Joyce was dubbed "public enemy number one" after he grounded all Qantas flights last month, stranding tens of thousands of passengers at airports around the world to force an end to industrial action by employee unions.

The move provoked howls of protest from travellers and calls for him to be sacked by unions, but chairman Leigh Clifford praised the courage of Joyce, who he appointed to run the airline in 2008 after he built up budget offshoot Jetstar.

"I like the way he leads, and I saw that at Jetstar. But I particularly liked the way he could express a vision for where things might be," Clifford told the Australian Financial Review.

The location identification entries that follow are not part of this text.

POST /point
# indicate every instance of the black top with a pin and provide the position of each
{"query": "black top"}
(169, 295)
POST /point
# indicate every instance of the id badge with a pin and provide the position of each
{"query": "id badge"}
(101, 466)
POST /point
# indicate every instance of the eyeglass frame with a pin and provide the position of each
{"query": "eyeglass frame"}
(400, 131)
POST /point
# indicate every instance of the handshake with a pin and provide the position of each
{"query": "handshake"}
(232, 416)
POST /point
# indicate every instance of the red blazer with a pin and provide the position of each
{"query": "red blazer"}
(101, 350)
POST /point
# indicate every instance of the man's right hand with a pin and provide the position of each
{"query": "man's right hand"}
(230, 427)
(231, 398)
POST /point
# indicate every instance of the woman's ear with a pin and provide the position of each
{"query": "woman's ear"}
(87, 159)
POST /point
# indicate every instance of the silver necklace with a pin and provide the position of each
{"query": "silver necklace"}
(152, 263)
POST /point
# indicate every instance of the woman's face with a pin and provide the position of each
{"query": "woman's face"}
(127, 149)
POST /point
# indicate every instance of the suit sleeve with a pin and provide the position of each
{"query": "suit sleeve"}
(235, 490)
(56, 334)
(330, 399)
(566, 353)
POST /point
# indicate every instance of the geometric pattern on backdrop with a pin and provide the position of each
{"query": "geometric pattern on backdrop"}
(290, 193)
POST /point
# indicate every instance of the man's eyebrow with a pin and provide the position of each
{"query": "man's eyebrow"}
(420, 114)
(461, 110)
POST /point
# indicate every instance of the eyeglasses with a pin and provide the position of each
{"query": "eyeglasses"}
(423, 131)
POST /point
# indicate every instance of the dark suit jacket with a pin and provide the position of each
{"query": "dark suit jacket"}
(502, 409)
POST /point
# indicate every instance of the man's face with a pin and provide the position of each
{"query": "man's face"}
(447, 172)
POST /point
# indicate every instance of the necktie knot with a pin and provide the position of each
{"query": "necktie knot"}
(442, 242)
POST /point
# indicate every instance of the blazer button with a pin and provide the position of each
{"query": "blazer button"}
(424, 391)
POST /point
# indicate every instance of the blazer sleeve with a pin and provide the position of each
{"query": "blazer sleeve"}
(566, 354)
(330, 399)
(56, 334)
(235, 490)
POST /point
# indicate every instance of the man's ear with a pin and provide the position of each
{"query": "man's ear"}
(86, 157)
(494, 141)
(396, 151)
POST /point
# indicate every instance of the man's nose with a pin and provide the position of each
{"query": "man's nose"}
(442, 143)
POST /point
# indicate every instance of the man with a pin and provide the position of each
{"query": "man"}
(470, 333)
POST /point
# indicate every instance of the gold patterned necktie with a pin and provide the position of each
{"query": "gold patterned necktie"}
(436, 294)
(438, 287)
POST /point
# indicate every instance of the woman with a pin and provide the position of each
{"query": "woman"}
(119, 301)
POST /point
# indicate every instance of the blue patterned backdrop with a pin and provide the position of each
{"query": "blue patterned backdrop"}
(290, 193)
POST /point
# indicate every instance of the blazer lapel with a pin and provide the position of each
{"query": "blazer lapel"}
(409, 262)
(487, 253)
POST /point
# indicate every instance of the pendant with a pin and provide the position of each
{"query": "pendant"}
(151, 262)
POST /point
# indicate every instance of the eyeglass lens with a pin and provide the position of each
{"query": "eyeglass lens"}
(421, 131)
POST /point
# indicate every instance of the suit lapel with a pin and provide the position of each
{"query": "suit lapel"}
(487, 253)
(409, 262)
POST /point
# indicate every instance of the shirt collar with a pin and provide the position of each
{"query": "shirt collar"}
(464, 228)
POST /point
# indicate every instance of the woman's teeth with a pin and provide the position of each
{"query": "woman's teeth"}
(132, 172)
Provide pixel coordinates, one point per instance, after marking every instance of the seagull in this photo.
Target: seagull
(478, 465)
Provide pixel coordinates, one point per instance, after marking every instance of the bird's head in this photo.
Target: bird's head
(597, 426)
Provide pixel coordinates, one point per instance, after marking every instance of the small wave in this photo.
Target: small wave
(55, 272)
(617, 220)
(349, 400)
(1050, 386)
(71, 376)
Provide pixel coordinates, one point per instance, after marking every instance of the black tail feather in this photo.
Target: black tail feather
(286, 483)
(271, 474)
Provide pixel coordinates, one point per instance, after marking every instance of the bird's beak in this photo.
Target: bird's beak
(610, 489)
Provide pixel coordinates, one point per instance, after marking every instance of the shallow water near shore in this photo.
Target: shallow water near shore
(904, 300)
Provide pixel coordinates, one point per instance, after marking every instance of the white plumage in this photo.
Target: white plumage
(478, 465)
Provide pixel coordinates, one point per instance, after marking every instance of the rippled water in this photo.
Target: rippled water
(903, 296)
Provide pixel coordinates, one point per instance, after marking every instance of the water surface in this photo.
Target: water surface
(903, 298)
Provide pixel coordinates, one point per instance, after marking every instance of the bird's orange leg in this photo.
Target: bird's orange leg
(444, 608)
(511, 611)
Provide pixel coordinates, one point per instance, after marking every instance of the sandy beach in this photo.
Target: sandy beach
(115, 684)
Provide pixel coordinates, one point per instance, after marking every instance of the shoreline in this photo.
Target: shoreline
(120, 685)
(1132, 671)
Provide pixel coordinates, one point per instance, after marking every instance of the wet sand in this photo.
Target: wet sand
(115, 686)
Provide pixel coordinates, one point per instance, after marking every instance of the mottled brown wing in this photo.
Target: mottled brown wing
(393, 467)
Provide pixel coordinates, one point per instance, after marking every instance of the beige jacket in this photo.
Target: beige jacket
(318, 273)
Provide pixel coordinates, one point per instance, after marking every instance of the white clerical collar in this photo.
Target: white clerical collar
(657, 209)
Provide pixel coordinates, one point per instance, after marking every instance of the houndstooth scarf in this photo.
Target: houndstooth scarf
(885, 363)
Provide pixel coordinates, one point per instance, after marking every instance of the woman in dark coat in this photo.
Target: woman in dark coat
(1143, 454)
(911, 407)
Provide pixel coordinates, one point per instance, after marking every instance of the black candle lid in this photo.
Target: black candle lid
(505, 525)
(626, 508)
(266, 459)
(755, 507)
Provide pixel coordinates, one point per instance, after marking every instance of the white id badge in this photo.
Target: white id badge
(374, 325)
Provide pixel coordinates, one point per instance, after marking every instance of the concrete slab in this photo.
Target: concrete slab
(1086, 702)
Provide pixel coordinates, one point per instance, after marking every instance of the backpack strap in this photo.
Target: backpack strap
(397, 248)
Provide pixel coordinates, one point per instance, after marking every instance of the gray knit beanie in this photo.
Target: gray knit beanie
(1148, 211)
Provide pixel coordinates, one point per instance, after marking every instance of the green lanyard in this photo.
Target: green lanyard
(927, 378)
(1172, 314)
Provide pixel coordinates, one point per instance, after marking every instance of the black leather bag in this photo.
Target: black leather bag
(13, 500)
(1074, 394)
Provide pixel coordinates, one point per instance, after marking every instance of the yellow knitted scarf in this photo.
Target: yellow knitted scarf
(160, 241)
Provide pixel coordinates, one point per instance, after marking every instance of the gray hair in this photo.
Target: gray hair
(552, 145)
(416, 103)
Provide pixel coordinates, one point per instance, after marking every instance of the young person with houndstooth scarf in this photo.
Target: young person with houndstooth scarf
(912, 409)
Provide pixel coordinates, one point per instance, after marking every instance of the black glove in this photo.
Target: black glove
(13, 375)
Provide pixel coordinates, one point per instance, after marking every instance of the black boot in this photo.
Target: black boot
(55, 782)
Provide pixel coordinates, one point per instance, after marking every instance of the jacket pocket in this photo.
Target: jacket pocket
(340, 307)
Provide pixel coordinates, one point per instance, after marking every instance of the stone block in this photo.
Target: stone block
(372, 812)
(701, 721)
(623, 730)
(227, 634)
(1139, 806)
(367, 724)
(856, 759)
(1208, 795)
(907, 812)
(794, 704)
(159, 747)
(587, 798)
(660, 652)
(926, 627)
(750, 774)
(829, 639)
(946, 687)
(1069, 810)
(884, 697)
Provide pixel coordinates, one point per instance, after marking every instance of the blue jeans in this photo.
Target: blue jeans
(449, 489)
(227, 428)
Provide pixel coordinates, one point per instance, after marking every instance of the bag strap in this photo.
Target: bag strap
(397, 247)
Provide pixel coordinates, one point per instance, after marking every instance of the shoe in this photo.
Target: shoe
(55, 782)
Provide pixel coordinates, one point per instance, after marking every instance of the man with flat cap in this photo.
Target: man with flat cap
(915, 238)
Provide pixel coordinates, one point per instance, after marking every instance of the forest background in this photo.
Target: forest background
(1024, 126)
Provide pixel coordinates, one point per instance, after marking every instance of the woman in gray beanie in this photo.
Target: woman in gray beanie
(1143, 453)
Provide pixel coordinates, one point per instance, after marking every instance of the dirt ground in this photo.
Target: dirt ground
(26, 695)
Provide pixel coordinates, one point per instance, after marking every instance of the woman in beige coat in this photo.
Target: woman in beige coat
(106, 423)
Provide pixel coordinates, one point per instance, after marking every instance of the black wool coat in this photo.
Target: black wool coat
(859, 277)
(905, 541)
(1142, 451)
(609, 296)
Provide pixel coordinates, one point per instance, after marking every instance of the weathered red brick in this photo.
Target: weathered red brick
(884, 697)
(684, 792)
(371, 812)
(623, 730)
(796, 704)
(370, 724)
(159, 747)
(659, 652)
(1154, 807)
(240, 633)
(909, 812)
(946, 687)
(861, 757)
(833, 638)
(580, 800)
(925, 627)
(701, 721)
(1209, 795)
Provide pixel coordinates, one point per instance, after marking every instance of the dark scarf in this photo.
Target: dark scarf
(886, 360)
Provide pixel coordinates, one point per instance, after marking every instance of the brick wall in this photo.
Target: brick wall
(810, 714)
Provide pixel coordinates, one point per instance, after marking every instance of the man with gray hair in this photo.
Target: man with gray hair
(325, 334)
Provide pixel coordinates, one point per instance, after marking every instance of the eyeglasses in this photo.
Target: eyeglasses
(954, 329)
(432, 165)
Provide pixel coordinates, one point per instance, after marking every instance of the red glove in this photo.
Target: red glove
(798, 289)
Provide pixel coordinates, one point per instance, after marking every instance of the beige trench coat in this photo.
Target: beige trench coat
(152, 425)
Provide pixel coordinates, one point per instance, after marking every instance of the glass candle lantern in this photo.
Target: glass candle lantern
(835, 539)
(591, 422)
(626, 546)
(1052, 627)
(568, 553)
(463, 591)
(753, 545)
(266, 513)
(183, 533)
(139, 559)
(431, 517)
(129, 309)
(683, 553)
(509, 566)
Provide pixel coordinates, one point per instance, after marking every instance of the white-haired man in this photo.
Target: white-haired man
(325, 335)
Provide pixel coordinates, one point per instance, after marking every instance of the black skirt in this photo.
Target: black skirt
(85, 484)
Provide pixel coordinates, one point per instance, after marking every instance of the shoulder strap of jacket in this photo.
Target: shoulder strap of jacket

"He's not a pompous person; he's got a degree of humility about him. But when he acts, he's very decisive."

But Clifford warned Joyce he needed to think about how to have good relations with the three unions he is now battling, which represent pilots, engineers and baggage handlers and other ground staff.

"I say to Alan, 'It's all very well to win the war," Clifford said. "We've got to think about how we win the war -- but also how we win the peace. And right now that's well beyond the shore break."

Joyce is battling to overhaul Qantas to give it a greater focus on Asia, a move which unions fear will see jobs moved overseas but which management argues is crucial if the airline is to survive in an increasingly competitive market.

The chief executive said the unions' rolling strike action had been bleeding the airline and forward bookings had collapsed, prompting the grounding which brought the dispute before the nation's industrial umpire.

The Fair Work Tribunal ordered the termination of all strike action and the two sides into renewed talks on wages and conditions. They were given 21 days to reach agreement before being ordered into formal arbitration.

But the pilots this week filed a court challenge to the strike ban, saying it was an excessive response to their low-level campaign. The ground staff's Transport Workers' Union is contemplating a similar challenge.